I’ve been pretty isolated since mid-march and it’s really starting to wear me down. While I’ve had slightly more relaxed interactions with my parents (I go into their house and they come into mine) that’s really been the extent. I haven’t arranged distant visits with friends. The best social interactions I have had were going into school to clean and pack up, the parade through town with my co-teacher in the car with me, and a visit from a dear friend and her boyfriend who came up on his motorcycle. We visited in the yard, distant, for an hour or so.
In addition to feeling isolated from people, I have this dog now. She’s really a very sweet, snuggly and silly girl. But she also bites like crazy, can get really rough with it, and barks wildly when she wants something. If I tell her no, she actively looks for ways to do the thing I said no too. She has only slept through the night twice (which I guess is really good, considering she’s just 12 weeks old.). She’s still not potty trained so, if I’m not on top of it, she has accidents. But, I’m doing this alone too, and I have to always be “on.” I’m exhausted, and isolated, and just really struggling.
It’s officially been a year since my divorce. I keep thinking I should be better now. I had imagined I’d be at a different place – healthy, fit, social, maybe even dating. None of those things are true and it’s really got me down.

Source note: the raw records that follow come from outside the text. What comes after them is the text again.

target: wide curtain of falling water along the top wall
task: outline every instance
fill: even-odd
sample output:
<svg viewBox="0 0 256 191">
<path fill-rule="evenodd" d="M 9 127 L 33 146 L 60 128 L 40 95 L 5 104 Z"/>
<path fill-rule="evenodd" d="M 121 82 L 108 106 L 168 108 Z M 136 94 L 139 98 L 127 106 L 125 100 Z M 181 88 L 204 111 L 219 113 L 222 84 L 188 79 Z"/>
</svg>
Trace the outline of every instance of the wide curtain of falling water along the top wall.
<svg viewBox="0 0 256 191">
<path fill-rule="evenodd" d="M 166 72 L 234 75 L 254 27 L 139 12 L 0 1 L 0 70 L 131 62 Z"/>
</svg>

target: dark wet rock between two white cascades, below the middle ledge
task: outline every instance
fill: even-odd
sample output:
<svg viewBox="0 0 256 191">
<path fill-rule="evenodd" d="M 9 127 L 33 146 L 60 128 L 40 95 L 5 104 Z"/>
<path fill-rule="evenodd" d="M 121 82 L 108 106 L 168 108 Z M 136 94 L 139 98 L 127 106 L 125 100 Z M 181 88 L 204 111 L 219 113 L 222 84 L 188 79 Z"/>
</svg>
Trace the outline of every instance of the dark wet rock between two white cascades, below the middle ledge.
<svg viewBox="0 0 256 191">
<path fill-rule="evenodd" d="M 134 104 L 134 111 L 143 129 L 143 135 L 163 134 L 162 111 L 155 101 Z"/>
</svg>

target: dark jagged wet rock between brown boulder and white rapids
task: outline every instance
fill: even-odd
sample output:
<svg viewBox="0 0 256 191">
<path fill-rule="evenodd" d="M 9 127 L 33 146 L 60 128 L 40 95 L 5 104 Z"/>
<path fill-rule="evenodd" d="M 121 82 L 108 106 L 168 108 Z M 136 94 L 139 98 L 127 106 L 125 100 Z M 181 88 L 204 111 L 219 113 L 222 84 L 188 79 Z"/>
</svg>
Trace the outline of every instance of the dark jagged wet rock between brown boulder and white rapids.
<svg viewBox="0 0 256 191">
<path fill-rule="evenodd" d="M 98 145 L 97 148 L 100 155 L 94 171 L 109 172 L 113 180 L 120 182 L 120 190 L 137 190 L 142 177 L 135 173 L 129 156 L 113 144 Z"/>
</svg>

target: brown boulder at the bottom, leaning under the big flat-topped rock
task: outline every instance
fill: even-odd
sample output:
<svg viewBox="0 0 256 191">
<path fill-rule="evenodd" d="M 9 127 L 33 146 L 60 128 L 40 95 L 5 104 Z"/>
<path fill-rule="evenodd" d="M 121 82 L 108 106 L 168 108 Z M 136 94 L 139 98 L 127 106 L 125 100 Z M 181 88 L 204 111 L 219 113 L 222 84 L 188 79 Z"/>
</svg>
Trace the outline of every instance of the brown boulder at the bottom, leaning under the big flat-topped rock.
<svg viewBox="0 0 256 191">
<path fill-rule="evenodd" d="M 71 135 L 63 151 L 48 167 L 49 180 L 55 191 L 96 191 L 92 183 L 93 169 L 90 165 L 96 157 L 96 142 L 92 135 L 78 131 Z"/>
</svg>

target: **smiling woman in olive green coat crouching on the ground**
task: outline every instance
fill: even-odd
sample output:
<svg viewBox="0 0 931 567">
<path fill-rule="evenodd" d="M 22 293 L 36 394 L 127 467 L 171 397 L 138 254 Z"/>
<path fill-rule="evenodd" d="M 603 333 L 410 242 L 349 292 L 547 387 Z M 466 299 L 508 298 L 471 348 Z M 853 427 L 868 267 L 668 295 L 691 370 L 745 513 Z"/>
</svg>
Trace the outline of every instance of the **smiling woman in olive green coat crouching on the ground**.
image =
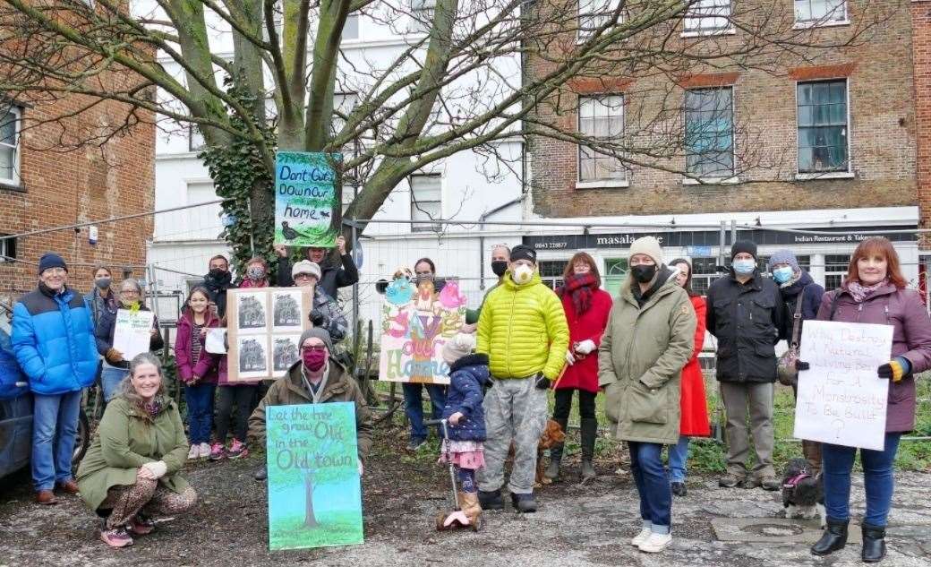
<svg viewBox="0 0 931 567">
<path fill-rule="evenodd" d="M 81 497 L 105 519 L 104 543 L 130 546 L 129 533 L 155 529 L 151 514 L 177 514 L 194 505 L 197 494 L 180 474 L 186 457 L 184 425 L 165 396 L 158 358 L 142 353 L 129 363 L 129 375 L 77 469 Z"/>
</svg>

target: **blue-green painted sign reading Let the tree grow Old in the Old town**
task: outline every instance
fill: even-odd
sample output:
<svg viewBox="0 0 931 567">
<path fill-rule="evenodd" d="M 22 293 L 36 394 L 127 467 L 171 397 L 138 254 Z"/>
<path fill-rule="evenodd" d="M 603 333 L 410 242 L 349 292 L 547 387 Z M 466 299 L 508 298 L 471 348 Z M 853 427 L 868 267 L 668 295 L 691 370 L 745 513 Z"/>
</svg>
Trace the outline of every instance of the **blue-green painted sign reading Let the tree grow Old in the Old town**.
<svg viewBox="0 0 931 567">
<path fill-rule="evenodd" d="M 362 543 L 356 405 L 269 406 L 268 547 Z"/>
</svg>

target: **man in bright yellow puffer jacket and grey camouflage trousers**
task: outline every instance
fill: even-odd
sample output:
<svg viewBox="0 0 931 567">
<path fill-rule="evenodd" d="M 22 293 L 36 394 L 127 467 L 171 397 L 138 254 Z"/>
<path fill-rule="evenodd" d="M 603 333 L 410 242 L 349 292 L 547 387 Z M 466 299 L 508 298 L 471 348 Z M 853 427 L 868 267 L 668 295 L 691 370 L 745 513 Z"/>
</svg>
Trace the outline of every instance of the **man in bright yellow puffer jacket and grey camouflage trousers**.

I’m trying to fight through this. I’m writing. I’m looking hard for the positives. (Willa really has made huge gains. She’s calming down more easily, biting me a lot less, and is able to stop when I redirect her. She likes to play and snuggle, which is just so sweet. We play training games together that are fun. We’re getting there. ) I’m doing little things around the house while Willa naps. I’m slowly tackling the disaster of a yard the previous owners left.
But I’m really done with being socially distant. Before X left, I really thought I didn’t like being social. (I think that was part of his manipulation.) I now know I NEED to be social. And I know being alone is really slowing my healing progress.